Presented by The Work Room
Three dance films are being screened tonight at the CCA, commissioned by Horsecross Arts in Perth, all of which focus on three individual artists’ responses to the work of dance pioneer Margaret Morris (1891-1980) whose forward-thinking practice incorporated health, breathing techniques, nutrition and exercise, as well as movement-based choreography.
What is interesting about the three films shown are the disparate energies the film makers bring to each individual film.

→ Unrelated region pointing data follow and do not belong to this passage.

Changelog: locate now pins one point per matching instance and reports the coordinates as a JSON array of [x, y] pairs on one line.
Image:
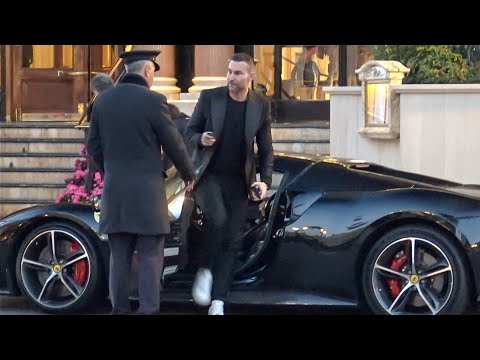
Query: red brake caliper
[[395, 285], [80, 268]]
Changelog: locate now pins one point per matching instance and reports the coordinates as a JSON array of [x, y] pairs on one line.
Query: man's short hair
[[243, 57], [101, 82]]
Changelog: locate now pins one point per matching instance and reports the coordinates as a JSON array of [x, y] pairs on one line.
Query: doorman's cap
[[137, 55]]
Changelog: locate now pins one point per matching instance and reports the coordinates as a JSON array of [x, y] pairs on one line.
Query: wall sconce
[[381, 110]]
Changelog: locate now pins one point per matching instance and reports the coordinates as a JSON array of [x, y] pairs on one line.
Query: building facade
[[51, 82]]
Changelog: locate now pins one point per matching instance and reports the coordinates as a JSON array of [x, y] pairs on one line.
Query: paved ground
[[21, 306]]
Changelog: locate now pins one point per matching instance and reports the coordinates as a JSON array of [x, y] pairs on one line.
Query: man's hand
[[190, 185], [263, 189], [207, 139]]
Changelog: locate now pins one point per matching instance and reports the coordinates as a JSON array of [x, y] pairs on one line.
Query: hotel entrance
[[51, 82]]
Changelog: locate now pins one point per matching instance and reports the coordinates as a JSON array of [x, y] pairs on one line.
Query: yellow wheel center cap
[[414, 279]]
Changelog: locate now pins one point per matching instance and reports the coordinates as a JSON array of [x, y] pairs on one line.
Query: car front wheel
[[415, 270], [58, 269]]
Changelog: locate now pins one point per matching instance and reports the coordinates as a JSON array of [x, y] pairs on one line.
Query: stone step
[[35, 176], [12, 145], [302, 132], [8, 207], [37, 160], [40, 132], [48, 192], [185, 106], [306, 148]]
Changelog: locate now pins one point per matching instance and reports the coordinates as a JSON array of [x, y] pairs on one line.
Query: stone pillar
[[211, 63], [165, 81]]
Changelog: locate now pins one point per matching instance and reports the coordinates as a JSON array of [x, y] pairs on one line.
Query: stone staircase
[[35, 159]]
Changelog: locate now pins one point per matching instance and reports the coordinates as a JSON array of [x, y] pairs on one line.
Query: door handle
[[75, 73]]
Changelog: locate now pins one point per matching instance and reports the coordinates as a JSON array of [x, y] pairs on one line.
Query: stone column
[[165, 81], [211, 63]]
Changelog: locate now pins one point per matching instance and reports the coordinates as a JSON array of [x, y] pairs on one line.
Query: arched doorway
[[51, 82]]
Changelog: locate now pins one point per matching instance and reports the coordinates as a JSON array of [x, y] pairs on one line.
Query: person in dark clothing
[[225, 166], [129, 127], [180, 119], [306, 74]]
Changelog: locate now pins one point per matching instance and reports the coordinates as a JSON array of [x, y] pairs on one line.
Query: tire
[[391, 285], [67, 282]]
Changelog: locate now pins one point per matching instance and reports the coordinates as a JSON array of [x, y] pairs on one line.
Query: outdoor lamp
[[380, 107]]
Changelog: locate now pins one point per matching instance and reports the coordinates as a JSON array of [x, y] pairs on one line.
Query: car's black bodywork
[[331, 232]]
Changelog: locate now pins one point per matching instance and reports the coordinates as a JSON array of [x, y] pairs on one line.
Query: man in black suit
[[129, 127], [221, 133]]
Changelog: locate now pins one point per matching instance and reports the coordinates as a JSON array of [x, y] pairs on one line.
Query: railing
[[82, 123]]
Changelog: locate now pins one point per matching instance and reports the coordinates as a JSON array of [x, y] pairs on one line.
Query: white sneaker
[[202, 287], [216, 308]]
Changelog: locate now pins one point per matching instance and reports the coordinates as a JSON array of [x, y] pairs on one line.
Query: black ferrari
[[331, 232]]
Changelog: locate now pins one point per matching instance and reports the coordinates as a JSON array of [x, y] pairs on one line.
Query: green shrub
[[430, 64]]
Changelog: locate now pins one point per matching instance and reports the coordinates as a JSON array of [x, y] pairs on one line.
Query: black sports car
[[331, 232]]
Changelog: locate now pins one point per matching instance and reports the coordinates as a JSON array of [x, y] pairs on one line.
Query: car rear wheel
[[58, 269], [415, 270]]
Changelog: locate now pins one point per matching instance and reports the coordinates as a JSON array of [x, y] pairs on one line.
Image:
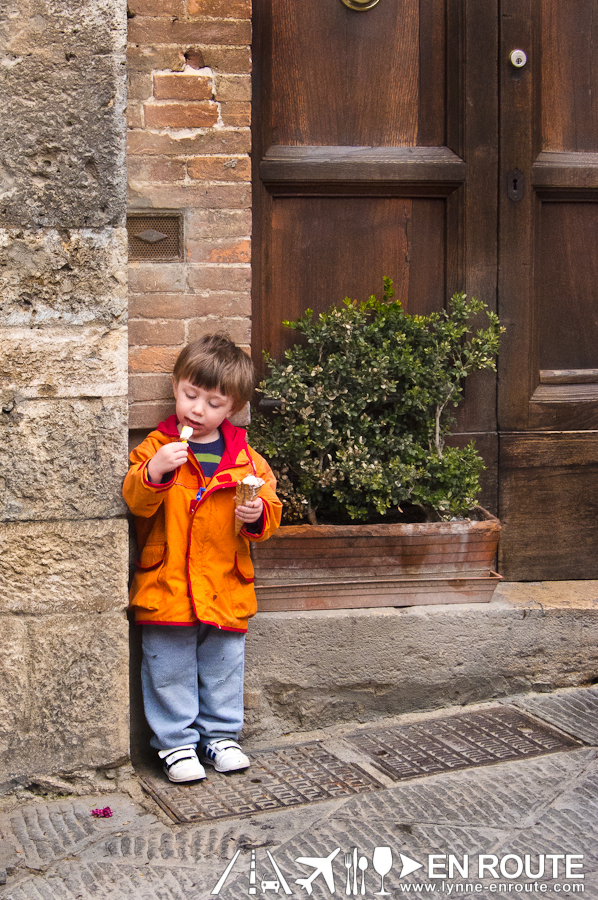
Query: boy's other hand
[[168, 457], [250, 511]]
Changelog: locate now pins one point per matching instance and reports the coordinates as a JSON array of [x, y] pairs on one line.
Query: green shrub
[[365, 408]]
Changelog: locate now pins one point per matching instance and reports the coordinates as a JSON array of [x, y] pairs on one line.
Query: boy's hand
[[168, 457], [250, 511]]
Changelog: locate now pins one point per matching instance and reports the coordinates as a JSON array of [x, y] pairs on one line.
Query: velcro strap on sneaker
[[177, 756], [224, 744]]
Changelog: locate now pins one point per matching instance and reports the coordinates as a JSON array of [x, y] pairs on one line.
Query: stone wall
[[188, 151], [63, 405]]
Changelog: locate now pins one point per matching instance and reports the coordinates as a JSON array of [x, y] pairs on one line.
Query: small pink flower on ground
[[102, 813]]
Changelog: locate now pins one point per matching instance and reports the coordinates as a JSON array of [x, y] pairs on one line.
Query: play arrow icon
[[409, 865]]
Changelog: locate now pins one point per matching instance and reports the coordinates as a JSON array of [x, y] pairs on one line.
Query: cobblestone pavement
[[523, 827]]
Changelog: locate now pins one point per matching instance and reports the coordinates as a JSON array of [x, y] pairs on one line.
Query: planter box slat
[[376, 593], [351, 566], [378, 554]]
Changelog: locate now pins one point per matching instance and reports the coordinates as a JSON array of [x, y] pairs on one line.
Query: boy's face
[[203, 410]]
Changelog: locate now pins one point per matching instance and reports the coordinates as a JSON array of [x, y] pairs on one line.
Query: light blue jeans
[[192, 681]]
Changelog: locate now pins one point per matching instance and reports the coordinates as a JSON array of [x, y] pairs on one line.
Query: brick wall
[[189, 64]]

Fresh Fresh Air by Su Grierson (2016)
Su Grierson places an emphasis on landscapes- in a literal location, as well as the complex landscapes of the body. Dancer Brigid McCarthy moves in close up, and in split screen in saturated colour; the emphasis is on her body in response to the environment, and the dancer’s many selves. At times both figure and beach are almost indivisible- this is body as well-honed machine. At times, elegiac, at times soft, this is dance framed like visual poetry.
signs of direction by Brian Hartley (2016)
Brian Hartley‘s film of Solene Weinachter’s solo routine on the beach (pictured above) traces the sharp modernist outlines and shapes of her instinctive choreography, bringing a zingy sensibility to the piece. It’s like jazz, ever shifting, ever blurring boundaries in its capricious, kinetic zeal. Hartley’s painterly colourful loops, flashes and curves are reminiscent of Kandinsky, emulated by the soundtrack which weaves jazz inflected soundscapes with post-rock.
We Record Ourselves by Katrina McPherson (2016)
In some ways, Katrina McPherson‘s film is the most like a documentary, charting as it does our very modern need to document all that we do, albeit through the prism of Margaret Morris. But it’s much more complex, not so easy to categorise. Using jump-cuts, the choreographic process in the studio, and the archiving of material (including photographs) McPherson ruminates on the past inside the present.